Panel Discusses Ways to Make More Money as a Jazz Artist

Taking Ownership of Your Music, Accessing Union Protections, Are Key

Volume C, No. 5May, 2000

Jazz musicians gathered in the 802 Club Room on April 3 to hear distinguished guests including Lou Donaldson, Roy Ayers, Weldon Irvine and Clark Gayton discuss “How to Make More Money as a Jazz Artist.” It was a very well-attended event, which attracted about 80 people and ran until 7:30 p.m., when the Jazz Foundation’s Monday night jam session began.

The Jazz Advisory Committee decided to address the issue of low wages in the jazz industry by asking musicians who have had successful careers, and are still maintaining them years later, how they have achieved this. While not everyone can get rich from the sale of recordings, the committee hoped to show that musicians can have greater control of their careers if they learn more about the business side of our industry.

To do so, they enlisted a group of experienced, insightful and entertaining musicians. Jimmy Owens, the facilitator, noted that the panelists’ resumes are difficult to surpass. Perhaps more important, all have developed a flexibility that has sustained their careers, making them responsive to the changes that have taken place in the music industry and providing new opportunities for their work. One topic each participant was asked to discuss was his success in the contemporary music scene – through music sampling, recordings with hip-hop and R&B artists, etc.

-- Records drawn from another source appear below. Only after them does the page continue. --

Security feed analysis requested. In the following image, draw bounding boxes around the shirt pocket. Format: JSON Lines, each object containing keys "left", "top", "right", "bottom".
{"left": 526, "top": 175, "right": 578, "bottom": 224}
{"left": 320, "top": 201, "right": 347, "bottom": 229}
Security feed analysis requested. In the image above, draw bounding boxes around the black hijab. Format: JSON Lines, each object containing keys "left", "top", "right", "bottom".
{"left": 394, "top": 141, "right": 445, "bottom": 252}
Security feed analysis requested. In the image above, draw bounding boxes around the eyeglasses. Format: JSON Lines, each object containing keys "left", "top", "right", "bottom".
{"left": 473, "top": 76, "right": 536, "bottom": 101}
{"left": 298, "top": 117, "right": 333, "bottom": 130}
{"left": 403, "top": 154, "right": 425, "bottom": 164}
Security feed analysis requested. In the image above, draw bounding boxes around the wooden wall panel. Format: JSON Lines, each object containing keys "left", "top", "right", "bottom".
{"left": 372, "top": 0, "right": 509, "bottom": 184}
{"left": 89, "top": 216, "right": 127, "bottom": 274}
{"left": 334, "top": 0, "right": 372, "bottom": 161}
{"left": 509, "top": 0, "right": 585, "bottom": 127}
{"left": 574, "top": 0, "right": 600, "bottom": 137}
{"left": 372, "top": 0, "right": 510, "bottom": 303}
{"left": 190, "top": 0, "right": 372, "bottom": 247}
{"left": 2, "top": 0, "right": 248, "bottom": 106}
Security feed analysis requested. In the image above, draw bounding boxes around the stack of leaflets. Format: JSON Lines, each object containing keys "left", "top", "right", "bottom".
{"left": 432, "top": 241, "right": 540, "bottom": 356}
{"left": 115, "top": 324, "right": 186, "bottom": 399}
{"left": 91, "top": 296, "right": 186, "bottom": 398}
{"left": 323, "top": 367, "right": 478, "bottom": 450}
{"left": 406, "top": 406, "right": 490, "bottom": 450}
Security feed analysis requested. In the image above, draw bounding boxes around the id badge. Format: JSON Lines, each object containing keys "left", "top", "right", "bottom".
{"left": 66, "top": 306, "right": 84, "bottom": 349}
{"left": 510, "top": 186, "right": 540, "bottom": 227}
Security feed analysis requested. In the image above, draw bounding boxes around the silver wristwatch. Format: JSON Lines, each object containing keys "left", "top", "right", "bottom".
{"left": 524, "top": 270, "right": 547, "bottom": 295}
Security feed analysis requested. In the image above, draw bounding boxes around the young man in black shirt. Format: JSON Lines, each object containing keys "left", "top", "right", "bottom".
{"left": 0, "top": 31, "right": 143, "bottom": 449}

Another objective of the program was to communicate to young musicians the importance of accessing benefits the union offers, such as health coverage, a pension, and wages secured through a collective bargaining agreement. Irvine, a pianist, pointed out that “many musicians are not aware of their rights when it comes to issues such as recording, especially less experienced musicians. They are eager to play and record, or they just need to get paid – and they are willing to take cash without asking for a contract because they see the union as third party interference.” Historically, he said, “this naivete and unawareness has rendered musicians impoverished and bitter. I applaud the union’s attempt to remedy this travesty.”

Jay Schaffner, Assistant Supervisor of Local 802’s Recording Department, discussed the significance of the union’s role in the music industry. He described little-known incentives such as the Special Payments Fund, which provides musicians with additional earnings for each record sold (over 35,000 copies), if it is recorded under a union contract. He also explained “new use” payments, which are generated whenever a recording is used for purposes other than those originally intended.

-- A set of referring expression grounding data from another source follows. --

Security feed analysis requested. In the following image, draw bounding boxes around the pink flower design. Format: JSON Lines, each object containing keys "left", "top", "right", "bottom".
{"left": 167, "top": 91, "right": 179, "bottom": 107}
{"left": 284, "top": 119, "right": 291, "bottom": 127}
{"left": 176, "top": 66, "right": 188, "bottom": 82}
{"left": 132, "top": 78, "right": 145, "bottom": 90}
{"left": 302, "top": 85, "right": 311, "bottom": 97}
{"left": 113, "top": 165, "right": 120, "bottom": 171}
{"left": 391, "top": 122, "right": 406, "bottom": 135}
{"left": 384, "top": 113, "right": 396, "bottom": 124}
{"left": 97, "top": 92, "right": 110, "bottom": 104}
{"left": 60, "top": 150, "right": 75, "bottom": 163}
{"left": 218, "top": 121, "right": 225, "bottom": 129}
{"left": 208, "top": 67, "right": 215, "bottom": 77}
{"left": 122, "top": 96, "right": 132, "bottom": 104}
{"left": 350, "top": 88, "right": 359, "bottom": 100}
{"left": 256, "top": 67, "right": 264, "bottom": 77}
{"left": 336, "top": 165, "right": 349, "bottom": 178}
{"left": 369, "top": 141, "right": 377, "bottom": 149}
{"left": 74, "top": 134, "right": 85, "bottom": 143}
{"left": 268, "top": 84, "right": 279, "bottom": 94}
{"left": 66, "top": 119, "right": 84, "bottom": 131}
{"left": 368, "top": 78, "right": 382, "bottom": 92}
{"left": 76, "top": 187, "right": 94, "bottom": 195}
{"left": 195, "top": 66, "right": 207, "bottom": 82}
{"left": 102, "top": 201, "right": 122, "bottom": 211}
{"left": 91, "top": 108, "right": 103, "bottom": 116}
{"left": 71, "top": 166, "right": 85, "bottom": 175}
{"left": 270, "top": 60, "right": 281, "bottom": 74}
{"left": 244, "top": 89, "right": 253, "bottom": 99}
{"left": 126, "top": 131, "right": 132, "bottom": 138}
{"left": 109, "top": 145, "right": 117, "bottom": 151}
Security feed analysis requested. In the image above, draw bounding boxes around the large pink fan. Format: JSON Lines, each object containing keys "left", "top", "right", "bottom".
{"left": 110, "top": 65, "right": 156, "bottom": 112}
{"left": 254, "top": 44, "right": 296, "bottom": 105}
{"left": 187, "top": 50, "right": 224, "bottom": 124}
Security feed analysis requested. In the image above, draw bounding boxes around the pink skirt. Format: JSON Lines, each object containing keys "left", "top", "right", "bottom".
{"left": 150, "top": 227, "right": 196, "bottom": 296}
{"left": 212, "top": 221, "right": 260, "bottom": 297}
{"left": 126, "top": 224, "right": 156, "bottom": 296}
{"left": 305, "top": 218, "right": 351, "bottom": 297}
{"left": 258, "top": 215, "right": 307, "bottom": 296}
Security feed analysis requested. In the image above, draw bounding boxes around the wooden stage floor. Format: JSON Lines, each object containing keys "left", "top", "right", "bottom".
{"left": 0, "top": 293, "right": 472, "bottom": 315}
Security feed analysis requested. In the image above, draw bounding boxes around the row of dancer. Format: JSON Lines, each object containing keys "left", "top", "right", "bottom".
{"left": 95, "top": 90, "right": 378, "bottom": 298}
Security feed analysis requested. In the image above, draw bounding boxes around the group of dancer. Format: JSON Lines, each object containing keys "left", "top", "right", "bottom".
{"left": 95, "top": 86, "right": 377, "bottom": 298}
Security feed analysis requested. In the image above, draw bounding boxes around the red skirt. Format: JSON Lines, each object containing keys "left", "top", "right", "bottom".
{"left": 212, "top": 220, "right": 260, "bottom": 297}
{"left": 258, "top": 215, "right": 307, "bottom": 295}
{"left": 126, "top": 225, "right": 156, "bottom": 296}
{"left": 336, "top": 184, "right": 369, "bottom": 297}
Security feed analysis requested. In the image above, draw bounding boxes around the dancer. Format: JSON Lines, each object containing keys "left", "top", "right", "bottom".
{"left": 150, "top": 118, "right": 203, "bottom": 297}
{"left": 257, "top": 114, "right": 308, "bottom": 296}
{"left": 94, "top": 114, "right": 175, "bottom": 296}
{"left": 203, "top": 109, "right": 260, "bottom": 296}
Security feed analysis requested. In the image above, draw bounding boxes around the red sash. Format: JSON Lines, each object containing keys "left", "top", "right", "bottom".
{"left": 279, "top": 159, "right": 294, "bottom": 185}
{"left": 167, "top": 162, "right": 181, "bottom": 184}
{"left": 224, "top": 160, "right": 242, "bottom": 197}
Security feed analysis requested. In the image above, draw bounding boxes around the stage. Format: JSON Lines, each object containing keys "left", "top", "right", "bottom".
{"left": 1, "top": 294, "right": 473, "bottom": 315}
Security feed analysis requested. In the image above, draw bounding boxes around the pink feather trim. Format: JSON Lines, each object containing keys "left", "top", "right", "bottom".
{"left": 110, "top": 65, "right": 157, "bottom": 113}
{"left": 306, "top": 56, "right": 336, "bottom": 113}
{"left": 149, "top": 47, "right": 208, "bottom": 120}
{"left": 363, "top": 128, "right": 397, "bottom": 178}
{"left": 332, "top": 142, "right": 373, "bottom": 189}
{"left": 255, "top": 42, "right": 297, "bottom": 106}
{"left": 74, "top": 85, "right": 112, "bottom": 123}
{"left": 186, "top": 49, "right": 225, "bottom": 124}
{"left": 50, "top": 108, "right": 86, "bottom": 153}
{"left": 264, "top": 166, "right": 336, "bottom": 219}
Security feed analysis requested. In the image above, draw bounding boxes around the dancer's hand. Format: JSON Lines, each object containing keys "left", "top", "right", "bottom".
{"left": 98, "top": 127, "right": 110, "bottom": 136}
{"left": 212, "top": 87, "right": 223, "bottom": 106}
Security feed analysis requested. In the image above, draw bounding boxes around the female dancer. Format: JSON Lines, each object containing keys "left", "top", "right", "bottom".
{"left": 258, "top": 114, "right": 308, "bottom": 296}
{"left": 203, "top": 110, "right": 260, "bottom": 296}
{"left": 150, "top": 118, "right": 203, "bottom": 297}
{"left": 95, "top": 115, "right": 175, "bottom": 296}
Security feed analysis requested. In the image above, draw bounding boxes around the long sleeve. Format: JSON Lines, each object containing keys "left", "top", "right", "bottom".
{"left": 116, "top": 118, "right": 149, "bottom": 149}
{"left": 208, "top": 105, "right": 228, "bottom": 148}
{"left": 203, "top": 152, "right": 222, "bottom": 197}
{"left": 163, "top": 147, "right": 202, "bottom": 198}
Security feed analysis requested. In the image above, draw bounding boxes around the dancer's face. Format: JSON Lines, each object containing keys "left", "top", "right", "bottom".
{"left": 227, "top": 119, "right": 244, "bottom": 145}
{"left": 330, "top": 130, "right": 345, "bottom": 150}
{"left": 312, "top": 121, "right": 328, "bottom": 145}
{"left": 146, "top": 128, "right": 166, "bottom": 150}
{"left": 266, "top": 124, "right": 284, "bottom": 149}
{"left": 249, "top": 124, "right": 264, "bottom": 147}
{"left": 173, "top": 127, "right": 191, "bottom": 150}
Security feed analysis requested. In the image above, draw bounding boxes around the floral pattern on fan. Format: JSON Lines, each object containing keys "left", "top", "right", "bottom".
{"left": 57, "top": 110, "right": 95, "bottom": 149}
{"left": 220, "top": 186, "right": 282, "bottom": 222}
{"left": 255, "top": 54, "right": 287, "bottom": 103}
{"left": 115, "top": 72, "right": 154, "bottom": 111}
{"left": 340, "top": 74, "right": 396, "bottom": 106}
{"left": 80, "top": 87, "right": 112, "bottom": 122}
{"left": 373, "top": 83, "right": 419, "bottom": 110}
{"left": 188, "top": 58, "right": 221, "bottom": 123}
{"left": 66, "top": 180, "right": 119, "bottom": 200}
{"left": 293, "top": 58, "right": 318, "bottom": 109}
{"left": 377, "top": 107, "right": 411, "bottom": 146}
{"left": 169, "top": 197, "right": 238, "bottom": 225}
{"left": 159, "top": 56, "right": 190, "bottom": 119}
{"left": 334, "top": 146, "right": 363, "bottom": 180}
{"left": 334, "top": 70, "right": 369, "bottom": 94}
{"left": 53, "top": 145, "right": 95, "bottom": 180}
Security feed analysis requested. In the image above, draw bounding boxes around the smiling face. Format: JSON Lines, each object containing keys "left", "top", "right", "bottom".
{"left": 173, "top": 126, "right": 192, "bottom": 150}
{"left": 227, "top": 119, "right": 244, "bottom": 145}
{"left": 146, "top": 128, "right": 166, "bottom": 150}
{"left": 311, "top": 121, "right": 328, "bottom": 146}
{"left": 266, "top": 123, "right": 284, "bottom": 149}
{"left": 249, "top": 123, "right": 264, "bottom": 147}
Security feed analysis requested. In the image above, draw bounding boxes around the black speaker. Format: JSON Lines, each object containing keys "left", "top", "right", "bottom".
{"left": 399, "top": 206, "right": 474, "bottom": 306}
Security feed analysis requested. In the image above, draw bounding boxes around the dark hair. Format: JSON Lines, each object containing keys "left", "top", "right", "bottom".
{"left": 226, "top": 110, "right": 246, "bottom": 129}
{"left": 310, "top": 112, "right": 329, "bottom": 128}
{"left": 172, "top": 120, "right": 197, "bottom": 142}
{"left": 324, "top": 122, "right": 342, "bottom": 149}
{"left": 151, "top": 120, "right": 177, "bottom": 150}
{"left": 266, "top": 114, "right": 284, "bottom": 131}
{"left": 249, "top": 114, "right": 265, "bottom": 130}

Schaffner stressed the importance of musicians knowing their recording rights He encouraged musicians to consult with the union to be sure they are receiving fair compensation, and are aware of any future payments they may miss out on by recording without a contract.

Several of the panelists stressed the importance of ownership and self-determination, and of musicians becoming the “leaders of their own destiny.” An important problem for artists working for the major recording labels is dealing with the business reality, said Ayers, a vibraphonist. Should the label decide to drop you, artists need to know how to maintain themselves and their careers. The clear message seemed to be to avoid allowing the label to be the only lifeline to your career.

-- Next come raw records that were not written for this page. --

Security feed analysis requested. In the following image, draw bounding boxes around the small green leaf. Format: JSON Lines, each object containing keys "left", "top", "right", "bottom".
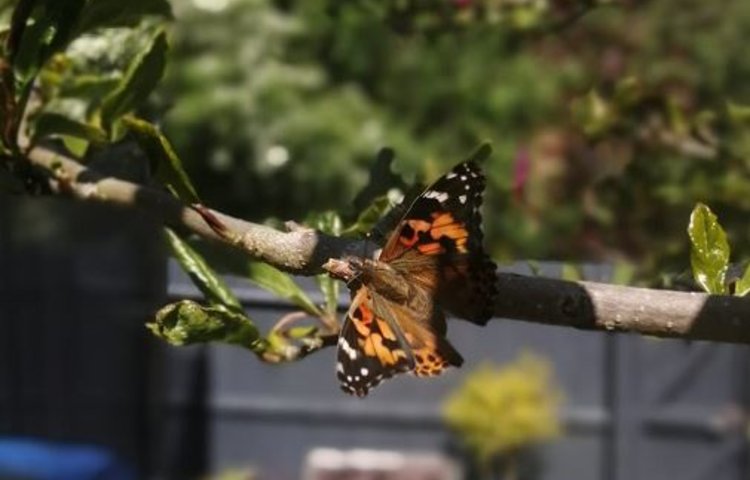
{"left": 727, "top": 102, "right": 750, "bottom": 125}
{"left": 61, "top": 135, "right": 89, "bottom": 157}
{"left": 32, "top": 112, "right": 107, "bottom": 145}
{"left": 308, "top": 211, "right": 343, "bottom": 316}
{"left": 165, "top": 228, "right": 243, "bottom": 312}
{"left": 75, "top": 0, "right": 173, "bottom": 35}
{"left": 122, "top": 116, "right": 200, "bottom": 203}
{"left": 148, "top": 300, "right": 265, "bottom": 352}
{"left": 465, "top": 142, "right": 493, "bottom": 164}
{"left": 561, "top": 263, "right": 583, "bottom": 282}
{"left": 100, "top": 28, "right": 168, "bottom": 132}
{"left": 342, "top": 195, "right": 392, "bottom": 236}
{"left": 688, "top": 203, "right": 730, "bottom": 294}
{"left": 735, "top": 264, "right": 750, "bottom": 297}
{"left": 571, "top": 89, "right": 614, "bottom": 137}
{"left": 611, "top": 260, "right": 636, "bottom": 286}
{"left": 247, "top": 262, "right": 322, "bottom": 317}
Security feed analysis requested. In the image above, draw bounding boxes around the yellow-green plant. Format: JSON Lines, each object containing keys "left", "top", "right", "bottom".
{"left": 443, "top": 352, "right": 562, "bottom": 478}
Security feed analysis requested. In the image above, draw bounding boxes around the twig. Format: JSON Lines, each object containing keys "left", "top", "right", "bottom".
{"left": 22, "top": 145, "right": 750, "bottom": 345}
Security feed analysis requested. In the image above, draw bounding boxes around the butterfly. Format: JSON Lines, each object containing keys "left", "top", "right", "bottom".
{"left": 336, "top": 144, "right": 498, "bottom": 397}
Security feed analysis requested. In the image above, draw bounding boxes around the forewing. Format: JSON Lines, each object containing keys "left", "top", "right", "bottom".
{"left": 379, "top": 145, "right": 498, "bottom": 324}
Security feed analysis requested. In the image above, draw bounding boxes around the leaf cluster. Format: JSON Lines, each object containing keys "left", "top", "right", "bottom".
{"left": 442, "top": 352, "right": 563, "bottom": 466}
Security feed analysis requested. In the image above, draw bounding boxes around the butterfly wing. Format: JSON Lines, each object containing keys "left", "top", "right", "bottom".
{"left": 337, "top": 286, "right": 463, "bottom": 397}
{"left": 337, "top": 287, "right": 413, "bottom": 397}
{"left": 379, "top": 144, "right": 498, "bottom": 324}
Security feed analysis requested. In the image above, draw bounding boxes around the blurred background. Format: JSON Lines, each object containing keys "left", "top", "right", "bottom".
{"left": 2, "top": 0, "right": 750, "bottom": 478}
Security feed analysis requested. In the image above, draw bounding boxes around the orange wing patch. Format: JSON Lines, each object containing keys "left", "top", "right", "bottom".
{"left": 397, "top": 212, "right": 470, "bottom": 256}
{"left": 402, "top": 327, "right": 462, "bottom": 378}
{"left": 350, "top": 302, "right": 408, "bottom": 367}
{"left": 413, "top": 348, "right": 452, "bottom": 377}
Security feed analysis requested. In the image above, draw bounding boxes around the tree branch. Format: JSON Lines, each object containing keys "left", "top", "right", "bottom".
{"left": 22, "top": 145, "right": 750, "bottom": 345}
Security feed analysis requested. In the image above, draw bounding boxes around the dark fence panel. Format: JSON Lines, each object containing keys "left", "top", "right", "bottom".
{"left": 0, "top": 200, "right": 167, "bottom": 476}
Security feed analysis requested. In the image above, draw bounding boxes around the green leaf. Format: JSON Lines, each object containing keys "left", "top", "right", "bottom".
{"left": 122, "top": 116, "right": 200, "bottom": 203}
{"left": 571, "top": 89, "right": 614, "bottom": 137}
{"left": 148, "top": 300, "right": 265, "bottom": 352}
{"left": 735, "top": 264, "right": 750, "bottom": 297}
{"left": 32, "top": 112, "right": 107, "bottom": 145}
{"left": 611, "top": 260, "right": 636, "bottom": 286}
{"left": 11, "top": 0, "right": 86, "bottom": 84}
{"left": 466, "top": 142, "right": 493, "bottom": 164}
{"left": 5, "top": 0, "right": 35, "bottom": 62}
{"left": 561, "top": 263, "right": 583, "bottom": 282}
{"left": 727, "top": 101, "right": 750, "bottom": 125}
{"left": 688, "top": 203, "right": 730, "bottom": 294}
{"left": 75, "top": 0, "right": 173, "bottom": 35}
{"left": 308, "top": 211, "right": 343, "bottom": 316}
{"left": 61, "top": 135, "right": 89, "bottom": 157}
{"left": 165, "top": 228, "right": 244, "bottom": 312}
{"left": 342, "top": 195, "right": 392, "bottom": 236}
{"left": 246, "top": 262, "right": 322, "bottom": 317}
{"left": 100, "top": 28, "right": 168, "bottom": 132}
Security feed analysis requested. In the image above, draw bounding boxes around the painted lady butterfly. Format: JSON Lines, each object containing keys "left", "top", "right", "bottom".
{"left": 336, "top": 145, "right": 498, "bottom": 397}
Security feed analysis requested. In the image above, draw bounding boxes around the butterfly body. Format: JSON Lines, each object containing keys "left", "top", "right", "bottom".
{"left": 336, "top": 145, "right": 498, "bottom": 397}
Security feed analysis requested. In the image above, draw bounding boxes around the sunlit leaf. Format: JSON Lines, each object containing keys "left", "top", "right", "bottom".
{"left": 688, "top": 203, "right": 729, "bottom": 294}
{"left": 246, "top": 262, "right": 322, "bottom": 317}
{"left": 61, "top": 135, "right": 89, "bottom": 157}
{"left": 148, "top": 300, "right": 265, "bottom": 352}
{"left": 100, "top": 28, "right": 168, "bottom": 132}
{"left": 165, "top": 228, "right": 244, "bottom": 312}
{"left": 122, "top": 116, "right": 200, "bottom": 203}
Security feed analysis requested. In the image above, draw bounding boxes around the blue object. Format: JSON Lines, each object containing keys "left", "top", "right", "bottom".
{"left": 0, "top": 438, "right": 134, "bottom": 480}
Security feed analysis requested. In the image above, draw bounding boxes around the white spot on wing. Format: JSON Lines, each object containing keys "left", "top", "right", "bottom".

Irvine encouraged musicians to study the history of the music business, noting that the same types of problems have been recurring for generations, and musicians continue to make them because they haven’t educated themselves.

Trumpet player Clark Gayton, the youngest panelist, said that he recognized early the importance of understanding the music business and has kept abreast of technological advances, such as MP3, that may help his career.

The issue of taking ownership of one’s music and protecting its use clearly struck a response among the audience as the panelists shared stories of their experiences with record labels. Ayers said that he began pressing his own records early on, but it has been challenging because he is competing against major recording labels with more money and resources.

Also highlighted were new experiences with the use of music sampling. Donaldson and Ayers are two of many artists who are receiving significant compensation for having their music used in popular, R&B, and other commercial uses. They are able to collect for these uses because of agreements between the union and the recording labels.

The next Jazz Open House is Monday, June 12, at 4 p.m. in the 802 Club Room.